The African Guerrilla

     The character of leaders varies on the culture, period, and circumstance, but the greatest variable and determinant is the personal traits of the individual. Paul von Lettow-Vorbeck is a remarkable figure as a leader in World War I while the rest of his life and further exploits have been criticized and his name removed from honorific tributes from street names to statues. Despite public backlash for personal affairs post mortem, the men who served under him on his World War I campaign, especially his Africans, flew from thousands of miles away to attend his funeral.

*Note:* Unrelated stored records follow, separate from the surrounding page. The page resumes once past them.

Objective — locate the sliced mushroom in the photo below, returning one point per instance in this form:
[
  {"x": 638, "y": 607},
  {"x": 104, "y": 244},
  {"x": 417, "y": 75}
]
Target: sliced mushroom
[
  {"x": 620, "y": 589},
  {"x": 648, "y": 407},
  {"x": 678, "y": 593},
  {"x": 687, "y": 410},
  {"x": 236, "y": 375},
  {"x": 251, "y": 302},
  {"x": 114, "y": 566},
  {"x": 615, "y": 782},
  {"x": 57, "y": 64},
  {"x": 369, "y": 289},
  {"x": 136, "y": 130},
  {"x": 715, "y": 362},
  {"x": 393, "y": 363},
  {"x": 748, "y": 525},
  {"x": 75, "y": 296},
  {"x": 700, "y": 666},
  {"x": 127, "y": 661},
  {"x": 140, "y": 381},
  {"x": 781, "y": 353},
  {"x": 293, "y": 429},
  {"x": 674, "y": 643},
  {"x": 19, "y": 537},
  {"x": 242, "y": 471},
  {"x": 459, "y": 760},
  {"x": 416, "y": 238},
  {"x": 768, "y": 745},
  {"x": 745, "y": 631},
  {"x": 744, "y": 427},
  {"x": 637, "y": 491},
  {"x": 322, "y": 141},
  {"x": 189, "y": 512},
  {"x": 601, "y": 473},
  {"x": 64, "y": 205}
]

    Growing up in a Prussian military family, Lettow-Vorbeck began his career early and had experience in China and Africa before the War to End All Wars. Injured in the German West African (Namibia) uprisings in 1904, he gained fighting experience in the African jungles as well as knowledge of the effectiveness of guerrilla warfare against a larger, better equipped enemy. In 1914, just prior to the outbreak of war, Paull von Lettow-Vorbeck gained command of German East Africa (Tanzania). Ignoring a direct command not to mobilize for war, he organized his 250 Germans over the 2,500 native African Askari.
     The first true test of Vorbeck's ability to command outnumbered troops without hope of support or provision came when a British flotilla attacked Tanga with a force that outnumbered the defenders eight to one. Strategically retreating into the jungle and splitting the army into small fighting bands, the Germans successfully confused the enemy and forced their retreat. In all, the Britsh-Indian force suffered about 4,000 casualties to the defenders's fifteen Germans and the fifty-four Askaris. Thus began a four-year resistance by the only remaining German colonial force in Africa.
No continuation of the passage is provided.